Je m’étonne qu’on ait supprimé de façon précipitée des éléments de stabilité, tels les CTAC, alors qu’on était en train de réorganiser le commissariat et que le pilotage des ressources humaines n’avait pas été réalisé. Cela explique les difficultés rencontrées par les services. On a l’impression que la révision générale des politiques publiques (RGPP) a été faite un peu à l’aveugle et n’importe comment.

Mme Geneviève Gosselin-Fleury. Lors d’une précédente audition, vous nous aviez expliqué les causes du dysfonctionnement de Louvois et les mesures pour y remédier. Or il semble qu’il y ait de nouveaux dysfonctionnements en 2013 sur des soldes qui paraissaient correctement traitées en 2012.

Lors de la mission que j’ai effectuée hier à Londres avec notre collègue Damien Meslot, l’attaché de défense de l’ambassade de France nous a indiqué que si sa solde avait été correctement calculée et versée depuis sa nomination en mai dernier jusqu’au 1er janvier de cette année, depuis, son indemnité de résidence ne lui était plus versée.
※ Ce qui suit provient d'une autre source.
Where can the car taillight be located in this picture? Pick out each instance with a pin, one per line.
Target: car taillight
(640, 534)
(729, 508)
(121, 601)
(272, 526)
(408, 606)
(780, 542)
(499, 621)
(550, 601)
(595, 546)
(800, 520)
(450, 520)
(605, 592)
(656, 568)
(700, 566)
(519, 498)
Mais le loyer du logement qui lui a été mis à disposition continue à lui être prélevé : comme celui-ci est supérieur à ce qui lui reste de sa solde, il demande des avances, sauf qu’aujourd’hui personne ne sait, entre les avances et les retenues, quel est son crédit.

Pensez-vous que le système Louvois sera un jour efficace ou faut-il envisager de l’abandonner ?

M. Damien Meslot. Vous nous avez fait un historique très complet, peut-être trop d’ailleurs, comme si on voulait noyer dans l’historique les causes réelles du problème. On a abouti à une catastrophe assez importante : or vous donnez l’impression qu’il n’y a pas de responsable. Alors que des dizaines de milliers de militaires n’ont pas été payés, je souhaiterais que des responsabilités soient établies. On n’a à l’évidence pas testé convenablement le système et je suis stupéfait qu’on n’ait sanctionné personne et que nul n’ait été démis de ses fonctions. Si ce sont les mêmes personnes responsables des déboires actuels qui mettent en place les prochains systèmes, nous pouvons avoir quelques craintes !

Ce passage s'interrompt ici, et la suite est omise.